Month Twenty Four

Today we cross the line into what’s commonly referred to as terrible twos. Hudson has already begun to unravel in true two-year-old fashion. Loud squealing and screaming at the top of his lungs to let me know that he definitely does not want to get into or out of the car are quite common now. He also hates shopping, just like his father. I am not sure what I am going to do with the two of them.

The most significant changes happened about two weeks ago when Hudson decided that he (finally!) was going to feed himself. He actually picks up apple slices, cheese, crackers, and other delectable items and stuffs his face silly. He refuses me when I try to feed him his usual food with a spoon.

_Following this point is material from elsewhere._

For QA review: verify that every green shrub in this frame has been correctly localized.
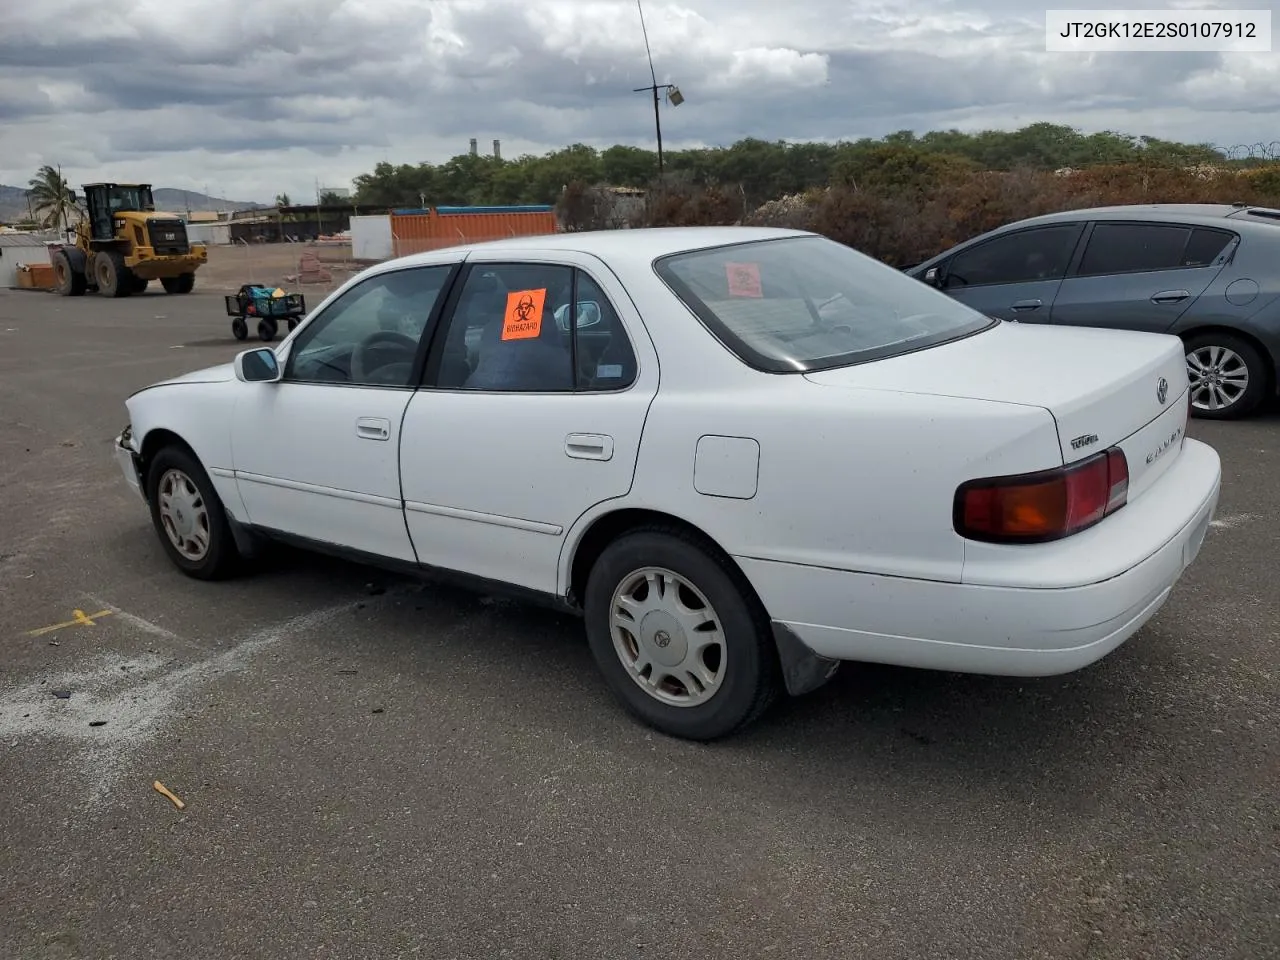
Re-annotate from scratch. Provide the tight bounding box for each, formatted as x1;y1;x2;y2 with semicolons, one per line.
641;161;1280;265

He is definitely more into real food now, which is a blessing and a curse rolled up in one.

It’s a blessing because I can finally set food in front of him and walk away, trusting he will manage to feed himself. It’s a curse because he’s become even more picky about what he will eat, which I didn’t think was possible. We are dealing with it the best we can and I keep reminding myself that this is yet another stage and it will pass.

Life is all about cars right now. When we go on walks, Hudson feels compelled to point out every single car parked along the street. And let me just say, there are a lot of cars parked along the streets in our neighborhood. When I try to correct him by saying that this one is actually a truck or a bus, he emphatically corrects me. It goes something like this:

Me: This one is a truck. Truck.
H: Car.
Me: Truck.
H: Caa-aar.
Me: TRUCK.
H: Carrrrrrrrrrr. Caa-aarrrrrrrrr.
Me: Ok. Car.

He has to carry at least one car with him at all times. He sleeps with it, eats with it, plays on the playground with it, holds it during a family photoshoot or while sitting on Santa’s lap. Heaven forbid he can’t locate it — bedtime turns into rivers of tears until said car is located and placed in his fist.

It’s not just any car, either. It has to be his beloved Lightening McQueen car (which, funny story, is the car our friends, Tschirgis, forgot at our house before Hudson was a speck on an ultrasound screen and now years later he is finally old enough to enjoy it; so thankful).

As for his new independent streak — he now has an opinion about clothes that I put on him, which is definitely very new and I was totally caught off guard with this one. I don’t think he cares about styles or colors so much as he cares about me invading his space and doing something he doesn’t want at that particular moment.

Both my husband and I have noticed that Hudson meets some milestones much later than other kids his age. For example, he just now decided that he wants to climb furniture and get into the fireplace. I am surprised that he hadn’t done that much, much earlier. He is also just now asserting his displeasure at having to share his toys with other children while on a play-date or when we have company over. He is definitely beginning to hold his own in that respect.

Hudson’s overall personality is very gentle, compliant, and sweet. He hates to upset us, but he is also struggling with his emotions, so he inevitably does end up getting out of line. When that happens, he usually gets very upset and cries until one or both of us holds him and reassures him that yes, in fact, we do still love him.

That being said, I must add that he is also extremely stubborn these days and time-outs have stopped working for him. I am not sure if he just doesn’t get the concept or if being in isolation isn’t enough for him, but he’s started to have a good ol’ time by himself in his timeout corner. One day I even caught him trying to stash toys in there, so I knew we needed a new strategy. We are working out our disciplining routine and it does definitely involve spanking at this point because other things were not at all effective.

Overall this year has been a fabulous one. We traveled quite a bit and spent time with family. We’ve also been able to see Hudson grow into an independent little person with lots of opinions on pretty much every possible issue in life. He is adored, cherished, and loved deeply. So thankful for this big bundle of energy and joy.

Happy Birthday, little man. I love you.